The five largest coworking brands—Regus, HQ, Industrious, Spaces, and WeWork—grew their collective footprint by 6% to 1,938 locations.

Bar chart showing coworking operator distribution in the largest 50 US markets for Q2 2025 vs. Q1 2025. Regus leads with 920 locations in Q2, followed by HQ (250), Industrious (163), Spaces (150), and WeWork (150). All operators show slight to moderate growth compared to Q1.
Bar chart showing nationwide coworking operator distribution for Q2 2025 vs. Q1 2025. Regus remains the dominant player with 1,141 locations in Q2, followed by HQ (319), Spaces (164), Industrious (159), and WeWork (150). Overall growth is visible across most major operators.
  • Regus: Added 68 locations in Q2, totaling 1,141, with strong penetration in both major metros and secondary markets.
  • HQ: Expanded by 14% to 319 locations, focusing on suburban and mid-sized city demand.
  • Industrious and Spaces: Continued steady growth.
  • WeWork: Stabilized with a 1% uptick amid ongoing restructuring.

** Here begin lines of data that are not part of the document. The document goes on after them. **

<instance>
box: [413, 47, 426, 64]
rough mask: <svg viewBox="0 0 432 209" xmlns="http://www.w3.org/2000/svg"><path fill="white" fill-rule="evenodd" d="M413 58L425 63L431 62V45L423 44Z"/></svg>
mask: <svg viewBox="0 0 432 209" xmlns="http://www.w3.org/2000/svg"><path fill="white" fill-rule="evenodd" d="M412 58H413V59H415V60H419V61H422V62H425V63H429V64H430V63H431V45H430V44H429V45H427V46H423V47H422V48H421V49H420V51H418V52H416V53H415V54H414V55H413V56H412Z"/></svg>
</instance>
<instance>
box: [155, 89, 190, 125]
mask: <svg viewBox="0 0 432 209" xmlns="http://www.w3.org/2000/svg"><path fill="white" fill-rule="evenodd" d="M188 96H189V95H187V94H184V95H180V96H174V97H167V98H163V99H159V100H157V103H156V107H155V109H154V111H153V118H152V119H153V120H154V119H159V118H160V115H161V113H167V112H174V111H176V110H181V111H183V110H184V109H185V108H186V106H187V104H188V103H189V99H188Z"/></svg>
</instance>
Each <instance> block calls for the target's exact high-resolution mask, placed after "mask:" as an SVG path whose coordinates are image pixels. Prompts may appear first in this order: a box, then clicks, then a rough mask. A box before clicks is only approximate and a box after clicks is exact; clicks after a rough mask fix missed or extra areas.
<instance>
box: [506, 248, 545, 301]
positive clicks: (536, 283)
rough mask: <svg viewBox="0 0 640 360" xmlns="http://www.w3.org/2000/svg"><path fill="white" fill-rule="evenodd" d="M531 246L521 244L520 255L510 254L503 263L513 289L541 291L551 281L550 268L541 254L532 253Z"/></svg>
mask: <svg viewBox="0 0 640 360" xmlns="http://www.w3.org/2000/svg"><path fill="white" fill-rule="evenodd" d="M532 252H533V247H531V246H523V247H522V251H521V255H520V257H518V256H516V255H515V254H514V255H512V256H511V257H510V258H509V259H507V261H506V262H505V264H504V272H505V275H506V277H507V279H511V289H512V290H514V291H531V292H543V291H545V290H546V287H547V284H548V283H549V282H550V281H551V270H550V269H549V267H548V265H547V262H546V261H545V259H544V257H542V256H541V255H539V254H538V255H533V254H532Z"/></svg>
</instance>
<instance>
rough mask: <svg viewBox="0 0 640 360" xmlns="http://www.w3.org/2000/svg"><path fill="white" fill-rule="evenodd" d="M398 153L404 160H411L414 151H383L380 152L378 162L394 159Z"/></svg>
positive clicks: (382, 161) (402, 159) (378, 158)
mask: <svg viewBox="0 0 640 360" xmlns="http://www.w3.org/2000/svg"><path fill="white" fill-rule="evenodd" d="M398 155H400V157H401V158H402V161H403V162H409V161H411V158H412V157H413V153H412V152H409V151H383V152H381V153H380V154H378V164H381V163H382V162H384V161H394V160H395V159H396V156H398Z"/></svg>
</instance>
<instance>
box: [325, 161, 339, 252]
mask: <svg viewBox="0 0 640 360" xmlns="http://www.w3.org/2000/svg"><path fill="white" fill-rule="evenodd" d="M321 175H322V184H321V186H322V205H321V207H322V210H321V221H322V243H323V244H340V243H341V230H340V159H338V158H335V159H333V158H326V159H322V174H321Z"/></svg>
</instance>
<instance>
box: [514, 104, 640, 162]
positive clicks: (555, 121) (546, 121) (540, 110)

These shifts highlight a maturing industry where strategic positioning and operational optimization now outweigh sheer expansion.

Coworking Matures Into A Smarter Growth Phase

Q2 2025 marks a critical turning point in the coworking industry. No longer in hypergrowth, operators are consolidating, optimizing, and targeting sustainable markets. From premium hubs in Manhattan to rising stars like Birmingham and Long Island, the future of flexible office space is all about right-sizing and regional smarts.

Market conditions remain in flux, and hybrid work trends continue to evolve. As a result, further strategic shifts are expected in the coming months. Operators will likely redefine how they approach value, location, and long-term resilience.

Looking Ahead

 As demand recalibrates, look for:

  • More strategic mergers and exits by smaller operators
  • Increased investment in amenity-driven design and tech-forward spaces
  • Continued shift toward commuter-friendly, regional markets with scalable potential

The coworking race is no longer about who has the most space—it’s about who has the right space.